CLF-C02 is intentionally broad and shallow. It tests recognition ("which service does X?") rather than design ("how would you architect a solution for Y?"). If you already have hands-on AWS experience, you may want to skip directly to SAA-C03.

Exam Relevance

This article is the exam guide. Key study priorities by domain weight:

  1. Cloud Technology and Services (34%) — memorize core services and their use cases. Know the difference between S3, EBS, and EFS; between EC2, Lambda, and Fargate; between RDS, DynamoDB, and Redshift.
  2. Security and Compliance (30%) — the Shared Responsibility Model will appear in multiple questions. Know IAM deeply (users vs roles vs policies, MFA, least privilege). Know which security services detect threats (GuardDuty) vs which enforce compliance (Config, Security Hub).
  3. Cloud Concepts (24%) — straightforward: benefits of cloud, Well-Architected pillars, deployment models.
  4. Billing and Pricing (12%) — know the pricing models, Support plan tiers, and billing tools.

Study tip: focus on the AWS-specific vocabulary. The exam tests whether you speak AWS, not whether you can configure services.

Frequently Asked Questions

Q: How hard is the AWS Cloud Practitioner exam?

A: CLF-C02 is the easiest AWS certification. It tests broad awareness rather than deep technical skill. Most candidates with no prior AWS experience pass with 2–4 weeks of study (1–2 hours per day). The pass rate is high compared to Associate and Professional exams. That said, the Security domain (30%) requires solid memorization of AWS security services, and the Billing domain contains specific details about Support plans that catch unprepared candidates.

Q: Is the Cloud Practitioner certification worth it for developers and architects?

A: It depends.
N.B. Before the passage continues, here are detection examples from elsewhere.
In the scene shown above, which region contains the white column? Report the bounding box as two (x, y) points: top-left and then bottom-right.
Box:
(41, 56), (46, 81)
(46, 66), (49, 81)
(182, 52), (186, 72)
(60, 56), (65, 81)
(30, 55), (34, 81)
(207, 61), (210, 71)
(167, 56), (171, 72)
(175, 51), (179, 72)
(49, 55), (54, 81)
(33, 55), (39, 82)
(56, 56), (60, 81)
If you already have hands-on AWS experience, CLF-C02 may feel too basic — skip to Solutions Architect Associate (SAA-C03) instead. If you are new to AWS and want a confidence-building first credential, CLF-C02 is a good starting point. The $100 investment is low, and passing earns you a 50% discount voucher for your next exam, effectively paying for itself when you take SAA-C03.
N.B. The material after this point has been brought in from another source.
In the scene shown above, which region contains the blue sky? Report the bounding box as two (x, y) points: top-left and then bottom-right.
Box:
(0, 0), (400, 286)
Q: What is the best way to prepare for CLF-C02?

A: Start with the free AWS Cloud Practitioner Essentials course on AWS Skill Builder (6 hours). Supplement with a third-party course for exam-specific tips (Stephane Maarek or Adrian Cantrill). Take at least 2–3 full practice exams (Tutorials Dojo or the official AWS practice exam) to identify weak areas. Focus your review on Security (30%) and Technology (34%) domains. Most candidates are ready after 20–40 hours of total study time.


This article reflects AWS certification details as of 2026. Exam codes, pricing, and domain weights change — always verify against the official CLF-C02 exam guide before registering.

Published: 4/17/2026 / Updated: 4/17/2026

This article is for informational purposes only. AWS services, pricing, and features change frequently — always verify details against the official AWS documentation before making production decisions.